Symptomatic MC vasculitis bears the highest health care costs among the extrahepatic manifestations of HCV infection, and affects 4.9% of patients with chronic HCV infection (Younossi Z, Gastroenterology. 2016). In addition, MC is the leading cause of chronic and end-stage renal disease among HCV-infected patients without decompensated cirrhosis. DAA-based antiviral therapy yields 94-100% SVR in patients with HCV-associated mixed cryoglobulinemia, but complete clinical response of vasculitis in only 71-90% of them (Gragnani L. et al. Hepatology 2016). Furthermore, achieving complete response of vasculitis requires several months after antiviral therapy. RTX yields rapid although transient clinical responses in these patients (Visentini M. et al. Autoimmun Rev 2011). Recent international guidelines on treatment of HCV-related MC vasculitis (Zignego AL et al. Autoimmun Rev. 2017) state that, although data about combined RTX plus DAA-based therapy are still scarce, this is a promising approach that warrants confirmatory studies. The results of our study will provide new data on the efficacy of combined therapy with DAA and RTX for the treatment of MC. At our referral centre for MC more than 300 patients with MC are followed and in the last 3 years we have treated more that 100 patients with DAA. These patients provide an historical group suitable for comparing the results of this study applying combined therapy for MC.

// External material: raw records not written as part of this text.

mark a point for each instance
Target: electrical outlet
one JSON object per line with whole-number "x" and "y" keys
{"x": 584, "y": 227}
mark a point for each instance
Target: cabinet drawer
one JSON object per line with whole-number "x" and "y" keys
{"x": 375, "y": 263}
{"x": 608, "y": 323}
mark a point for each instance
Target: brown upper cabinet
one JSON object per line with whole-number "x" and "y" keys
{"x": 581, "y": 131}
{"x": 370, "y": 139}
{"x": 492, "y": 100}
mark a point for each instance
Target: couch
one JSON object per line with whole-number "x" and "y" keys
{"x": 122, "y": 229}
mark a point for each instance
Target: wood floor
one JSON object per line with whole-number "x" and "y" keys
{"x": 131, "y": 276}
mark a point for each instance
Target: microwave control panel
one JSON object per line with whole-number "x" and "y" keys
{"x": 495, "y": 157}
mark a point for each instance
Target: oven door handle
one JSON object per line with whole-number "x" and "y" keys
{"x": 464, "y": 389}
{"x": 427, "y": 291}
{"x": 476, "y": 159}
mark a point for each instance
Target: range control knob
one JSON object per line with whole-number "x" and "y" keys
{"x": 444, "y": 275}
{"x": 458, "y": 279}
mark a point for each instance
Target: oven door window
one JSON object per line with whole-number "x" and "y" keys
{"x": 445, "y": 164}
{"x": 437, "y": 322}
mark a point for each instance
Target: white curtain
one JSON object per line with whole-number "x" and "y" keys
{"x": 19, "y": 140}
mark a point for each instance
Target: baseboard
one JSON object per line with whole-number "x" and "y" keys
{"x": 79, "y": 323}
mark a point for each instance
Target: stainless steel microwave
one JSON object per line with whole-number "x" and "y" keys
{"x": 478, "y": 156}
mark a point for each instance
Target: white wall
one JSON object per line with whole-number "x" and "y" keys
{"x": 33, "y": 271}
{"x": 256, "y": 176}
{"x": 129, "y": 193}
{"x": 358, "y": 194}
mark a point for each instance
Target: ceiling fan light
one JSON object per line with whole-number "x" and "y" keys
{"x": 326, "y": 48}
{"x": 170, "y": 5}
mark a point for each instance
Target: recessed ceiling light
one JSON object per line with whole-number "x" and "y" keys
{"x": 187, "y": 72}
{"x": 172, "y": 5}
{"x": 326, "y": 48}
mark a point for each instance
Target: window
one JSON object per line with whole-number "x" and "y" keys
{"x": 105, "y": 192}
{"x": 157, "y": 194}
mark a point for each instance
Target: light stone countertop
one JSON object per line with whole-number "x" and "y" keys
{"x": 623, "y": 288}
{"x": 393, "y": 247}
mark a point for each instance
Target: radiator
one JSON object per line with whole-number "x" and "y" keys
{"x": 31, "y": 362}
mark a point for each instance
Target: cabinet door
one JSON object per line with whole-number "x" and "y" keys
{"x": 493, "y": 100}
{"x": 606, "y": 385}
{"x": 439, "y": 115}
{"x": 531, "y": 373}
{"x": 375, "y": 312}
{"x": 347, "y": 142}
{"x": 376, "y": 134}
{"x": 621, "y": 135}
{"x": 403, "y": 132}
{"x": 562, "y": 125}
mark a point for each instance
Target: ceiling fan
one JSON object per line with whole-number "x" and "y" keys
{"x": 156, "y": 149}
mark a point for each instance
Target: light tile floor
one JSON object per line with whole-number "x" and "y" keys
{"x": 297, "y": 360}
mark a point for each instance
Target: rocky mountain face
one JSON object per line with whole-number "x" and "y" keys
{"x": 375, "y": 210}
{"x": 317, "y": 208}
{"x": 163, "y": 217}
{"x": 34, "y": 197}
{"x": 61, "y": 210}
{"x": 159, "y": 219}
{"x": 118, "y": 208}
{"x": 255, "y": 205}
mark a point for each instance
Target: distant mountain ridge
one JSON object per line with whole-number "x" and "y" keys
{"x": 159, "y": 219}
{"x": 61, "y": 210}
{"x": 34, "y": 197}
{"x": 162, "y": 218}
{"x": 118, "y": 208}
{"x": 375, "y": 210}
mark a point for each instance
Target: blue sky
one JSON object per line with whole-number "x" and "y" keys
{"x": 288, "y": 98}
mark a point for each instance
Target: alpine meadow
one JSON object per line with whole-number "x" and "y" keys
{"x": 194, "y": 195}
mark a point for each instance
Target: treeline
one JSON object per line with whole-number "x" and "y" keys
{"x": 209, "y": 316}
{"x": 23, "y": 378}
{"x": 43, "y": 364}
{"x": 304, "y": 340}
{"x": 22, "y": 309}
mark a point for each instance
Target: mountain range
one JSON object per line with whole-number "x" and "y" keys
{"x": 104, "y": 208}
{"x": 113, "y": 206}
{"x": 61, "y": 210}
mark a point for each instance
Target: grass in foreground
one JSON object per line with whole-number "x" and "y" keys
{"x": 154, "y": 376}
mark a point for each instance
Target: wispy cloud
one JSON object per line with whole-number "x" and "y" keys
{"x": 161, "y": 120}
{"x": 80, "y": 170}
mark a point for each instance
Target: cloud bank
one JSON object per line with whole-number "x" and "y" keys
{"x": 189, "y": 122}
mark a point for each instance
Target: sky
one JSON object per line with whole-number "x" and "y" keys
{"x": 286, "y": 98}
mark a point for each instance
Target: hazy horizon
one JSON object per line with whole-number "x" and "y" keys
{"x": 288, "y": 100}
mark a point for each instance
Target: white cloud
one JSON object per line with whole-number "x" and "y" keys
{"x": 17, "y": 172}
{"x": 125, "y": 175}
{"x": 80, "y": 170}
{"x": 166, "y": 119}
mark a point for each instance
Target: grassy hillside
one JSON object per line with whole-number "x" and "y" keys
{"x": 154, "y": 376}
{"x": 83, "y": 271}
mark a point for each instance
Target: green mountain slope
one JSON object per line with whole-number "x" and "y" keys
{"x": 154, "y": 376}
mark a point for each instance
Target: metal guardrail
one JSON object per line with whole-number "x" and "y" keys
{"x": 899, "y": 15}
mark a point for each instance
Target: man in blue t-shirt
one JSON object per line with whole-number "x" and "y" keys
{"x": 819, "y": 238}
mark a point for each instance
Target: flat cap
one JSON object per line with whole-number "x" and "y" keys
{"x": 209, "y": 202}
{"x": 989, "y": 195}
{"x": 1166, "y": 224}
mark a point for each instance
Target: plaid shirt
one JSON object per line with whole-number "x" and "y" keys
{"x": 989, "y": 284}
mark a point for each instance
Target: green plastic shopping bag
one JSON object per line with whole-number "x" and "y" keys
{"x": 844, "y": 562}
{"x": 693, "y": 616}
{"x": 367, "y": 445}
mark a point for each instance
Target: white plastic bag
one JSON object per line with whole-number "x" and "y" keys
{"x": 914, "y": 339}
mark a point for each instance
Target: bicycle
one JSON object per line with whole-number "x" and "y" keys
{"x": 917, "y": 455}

It has been postulated that persistence or relapse of MC vasculits after HCV eradication might be due to the persistence of the B cell clone, expanded in some patients with MC. The use of RTX, as B cell depleting monoclonal antibody, together with the removal, with the DAA, of the chronic antigenic stimulation provided by HCV, might in principal restore B cell homeostasis and interrupt further cryoglobulins production. This would result in a stable and complete clinical response of MC vasculits. Here we offer the possibility to provide evidence of this pathogenic model. In addition we will analyze if the persistence of the B cell clone, observed in MC after HCV eradication, might be due to circulating immune complexes able to bind rheumatoid factor bearing BCR in clonal B cells in MC, providing evidence that HCV is not the only stimulus able to induce B cell expansion. These data, in a more wide sense, might also shed light in the pathogenesis of other low-grade HCV-negative lymphoproliferative disorders, suggesting that other triggers, as immune complexes might provide chronic stimulation.